Многие не любят Котляревского за «котляревщину», хотя и признают, что сам полтавский «вития» в этой национально-культурной болезни вроде бы не виноват. Но произошло то, что произошло — он породил моду, а за ней и стиль, что-то чрезвычайно целостное, графоманское, навязчивое и самобытное — настоящий материк с дополнительным архипелагом в Петербурге, населенный целой плеядой монстров, одаренных звучно-бурлескными и, как правило, двойными позднеказацкими фамилиями и именами (Билецкий-Носенко, Гулак-Артемовский, Максимович-Амбодик, Бантыш-Каменский, а были еще и Константин-Филадельф Пузина и Евгений Гребинка-Гребенкин, автор эталонного для имперской культуры жестокого романса «Очи черные»)...
Далее — мириады других, еще более жестоких романсов («смеяться и плакать» — едва ли не главный из эстетических императивов «котляревщины»), а также травестий, басен, сентиментальных «думок-шумок», а еще далее — комично-шароварный балаган типа «малороссийского театра» какого-нибудь Ващенко-Захарченко с названиями пьес скорее курьезными, чем остроумными (вот, например, хотя бы два: «Тогди скажеш гоц, як вискочиш», «Оглядівся, як наївся, або Коли б не вовк та не собака, був би Грицькові гарбузяка»). Театр этот, кстати, по творческой самодостаточности, по-видимому, ничем не уступает, скажем, традиционному японскому кабуки — это такой же мир в себе, и судить о нем желательно по его же внутренним законам. Другое дело, когда его стилистически-знаковую одежду, в частности те же самые шаровары, набрасывают на всю украинскую культуру, во всяком случае «дооктябрьскую».
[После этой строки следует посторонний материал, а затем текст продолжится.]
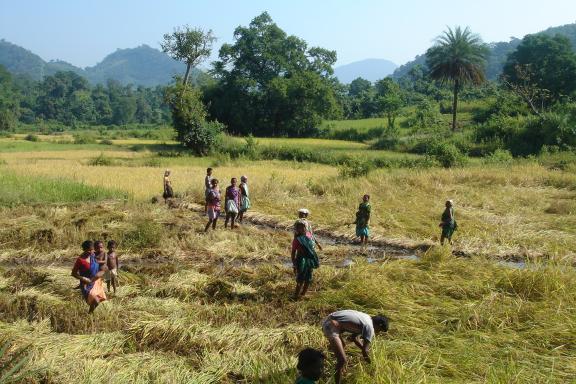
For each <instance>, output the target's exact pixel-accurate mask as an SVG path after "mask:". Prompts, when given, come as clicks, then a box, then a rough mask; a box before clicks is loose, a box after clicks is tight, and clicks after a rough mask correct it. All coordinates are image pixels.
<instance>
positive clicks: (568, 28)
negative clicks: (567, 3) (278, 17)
mask: <svg viewBox="0 0 576 384" xmlns="http://www.w3.org/2000/svg"><path fill="white" fill-rule="evenodd" d="M562 28H563V29H562ZM562 28H560V30H561V32H565V34H555V35H551V34H550V33H548V32H549V31H546V33H540V34H535V35H528V36H526V37H525V38H524V39H522V40H518V41H515V42H514V44H513V45H510V46H508V47H500V48H502V49H500V51H501V52H502V53H503V54H504V53H506V55H505V60H504V61H503V63H502V74H501V75H500V76H499V77H498V78H497V79H495V80H490V77H491V74H490V71H491V70H492V69H491V67H490V62H489V57H490V50H491V49H492V51H494V47H489V46H488V45H486V44H484V43H483V42H482V41H481V39H480V37H479V36H476V35H473V34H472V33H471V32H470V31H468V29H466V30H464V31H462V30H460V29H459V28H457V29H456V30H454V31H452V30H451V29H450V30H449V31H448V32H446V33H445V35H442V36H441V38H439V40H438V41H437V42H436V44H435V45H434V46H433V47H431V48H430V49H429V51H428V52H427V53H426V55H424V56H423V64H422V65H412V66H411V67H410V68H409V69H408V70H406V71H404V72H405V73H404V74H403V75H402V76H396V77H387V78H385V79H382V80H379V81H377V82H375V83H371V82H370V81H367V80H364V79H362V78H358V79H356V80H354V81H352V83H351V84H349V85H344V84H341V83H340V82H339V81H338V80H337V79H336V78H335V77H334V71H333V66H334V63H335V62H336V52H335V51H330V50H327V49H324V48H320V47H308V45H307V43H306V42H305V41H304V40H302V39H300V38H298V37H296V36H291V35H287V34H286V33H285V32H284V31H283V30H282V29H280V28H279V27H278V26H277V25H276V24H275V23H274V21H273V20H272V18H271V17H270V16H269V15H268V14H267V13H263V14H261V15H259V16H257V17H256V18H254V19H253V20H252V22H251V23H250V24H249V25H248V26H247V27H243V26H240V27H238V28H237V29H236V30H235V32H234V42H233V43H231V44H224V45H223V46H222V47H221V49H220V51H219V58H218V60H216V61H215V62H213V63H212V69H211V70H210V72H209V74H208V75H206V76H202V78H201V81H194V82H192V83H191V85H187V81H188V79H187V78H185V79H184V81H182V79H175V81H174V83H173V84H172V85H169V86H166V87H160V86H158V87H155V88H146V87H141V86H140V87H133V86H129V85H128V86H126V85H120V84H119V83H118V82H115V81H108V82H107V84H106V85H105V86H104V85H95V86H94V85H90V84H89V83H88V81H87V80H86V79H85V78H83V77H82V76H80V75H78V74H76V73H74V72H71V71H67V72H57V73H55V74H54V75H50V76H47V77H45V78H44V79H43V80H41V81H34V80H32V79H29V78H25V77H21V76H11V75H10V73H8V71H6V70H5V69H3V68H1V67H0V84H1V87H0V130H3V131H10V130H13V129H14V128H15V127H16V126H17V125H18V124H19V123H24V124H36V123H38V122H41V121H42V122H50V123H52V124H51V126H56V127H58V129H63V126H67V127H78V126H84V125H125V124H131V123H145V124H161V123H167V122H169V121H172V122H173V123H174V126H175V128H176V130H177V133H178V135H177V137H178V139H179V140H180V141H181V142H183V143H184V144H185V145H187V146H189V147H191V148H194V147H196V152H197V153H199V154H202V153H204V152H206V151H208V150H209V149H210V148H209V147H210V145H211V144H210V143H214V142H216V141H215V140H213V136H215V135H218V134H219V133H220V132H223V131H225V132H227V133H230V134H235V135H255V136H281V137H322V136H325V137H326V136H328V137H331V138H344V139H352V140H355V139H360V140H363V141H366V140H368V141H369V140H373V141H374V143H373V145H374V146H375V147H378V148H387V149H398V148H406V147H407V146H406V143H405V141H406V137H405V136H410V140H412V142H413V145H411V146H409V147H410V150H412V151H416V150H418V149H415V148H419V145H420V144H419V142H420V141H421V142H423V143H430V142H431V141H438V140H440V141H442V142H448V144H447V145H449V146H451V147H450V149H449V150H457V151H459V152H461V153H464V154H472V153H474V152H475V153H480V152H481V154H490V153H492V152H494V151H496V150H498V149H504V150H508V151H510V152H511V153H512V154H514V155H526V154H531V153H538V152H539V151H541V150H542V148H543V147H546V148H557V149H571V148H573V147H574V146H576V135H575V131H574V130H575V122H576V112H575V111H576V106H575V104H574V96H575V91H576V54H575V52H574V48H573V47H574V43H575V41H576V38H575V37H576V34H575V33H573V32H574V28H572V27H570V26H565V27H562ZM193 32H194V33H196V32H198V33H199V35H198V36H199V37H200V38H202V37H206V38H208V39H213V38H212V37H211V36H210V35H209V34H208V35H202V33H200V32H201V31H200V30H188V31H179V32H178V31H176V32H175V34H176V33H193ZM566 35H568V37H567V36H566ZM166 36H168V37H170V35H166ZM166 36H165V38H166ZM451 39H453V40H454V41H451ZM458 39H460V40H462V42H463V43H464V44H469V47H470V48H471V49H472V50H471V51H470V52H473V51H474V49H476V52H477V54H476V56H470V57H464V58H463V59H462V60H460V62H463V63H467V64H466V65H465V66H463V67H462V68H463V69H462V71H461V73H463V74H464V76H463V77H460V78H459V77H457V75H455V74H454V73H451V71H452V72H453V67H452V66H453V65H454V63H450V62H444V61H445V60H447V59H446V58H447V57H452V56H454V55H456V56H457V55H458V54H464V55H465V54H467V53H466V52H463V53H462V52H460V53H458V52H456V53H455V52H449V50H450V49H453V47H455V46H457V44H456V43H457V42H458V41H460V40H458ZM211 41H212V40H210V42H211ZM451 44H452V45H451ZM512 46H514V49H513V50H511V51H509V50H508V48H510V47H512ZM504 48H506V49H504ZM209 52H210V51H209V50H208V51H207V52H205V53H207V54H206V55H205V57H208V56H209ZM470 52H468V53H470ZM172 53H173V57H174V58H179V57H184V56H182V55H180V53H178V52H172ZM450 55H452V56H450ZM196 59H202V57H196ZM443 60H444V61H443ZM466 60H468V61H466ZM183 61H185V62H186V60H183ZM421 61H422V60H421ZM197 64H198V62H195V63H194V65H190V63H188V69H190V68H191V69H194V67H195V66H196V65H197ZM435 65H436V67H435ZM405 69H406V68H405ZM459 100H460V101H465V102H466V103H467V107H466V108H467V112H468V117H469V118H468V119H466V120H465V121H457V116H456V112H457V111H458V107H457V102H458V101H459ZM444 114H452V115H453V121H452V124H451V128H452V129H450V126H449V125H448V124H446V119H443V118H442V115H444ZM370 117H385V118H386V121H387V124H386V126H385V127H381V129H379V130H373V131H372V134H369V133H368V134H367V133H366V132H355V131H354V130H344V131H340V132H330V134H328V132H326V130H325V129H323V128H321V122H322V121H323V120H326V119H331V120H338V119H363V118H370ZM432 139H433V140H432ZM415 140H416V143H415V144H414V141H415ZM418 140H420V141H418ZM194 143H195V144H194ZM420 146H426V145H424V144H422V145H420ZM200 147H201V148H200ZM480 147H481V148H483V149H482V150H478V148H480ZM199 148H200V149H199ZM471 148H472V149H471Z"/></svg>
И тем не менее — назад к Котляревскому. Двести лет назад этот чересчур веселый двадцатидевятилетний бродячий воспитатель дворянских детей, знаток алкоголя и карт (не только географических) неожиданно для себя самого стал автором первой в мире украинской книги. Дальнейшие сорок лет своей жизни он занимался многими важными и не очень важными делами: пытался вступить в брак, служил при войске, воевал с Наполеоном, дописывал «Энеиду», постепенно поверив в серьезность начатой игры и неотвратимость миссии; потом возглавлял театр, лепил для него «первые национальные» водевили, в одном из которых в образе Возного посмеялся над Сковородой, клепал уже упоминавшиеся «оды к князьям», собирал кулинарные рецепты; последние два десятилетия, окунувшись с головой в мистику и увлекшись христианской символикой, переводил Евангелие. Если принять в качестве версии гениальность как что-то среднее между недоразумением и случайностью, то здесь присутствует именно она, гениальность.
Но как хорошо, что в этой переполненной страдальцами и «великомучениками», искореженной несвободой культуре навсегда останется такое блестящее исключение, бурлескный вызов, такое начало.
Юрий АНДРУХОВИЧ, «День»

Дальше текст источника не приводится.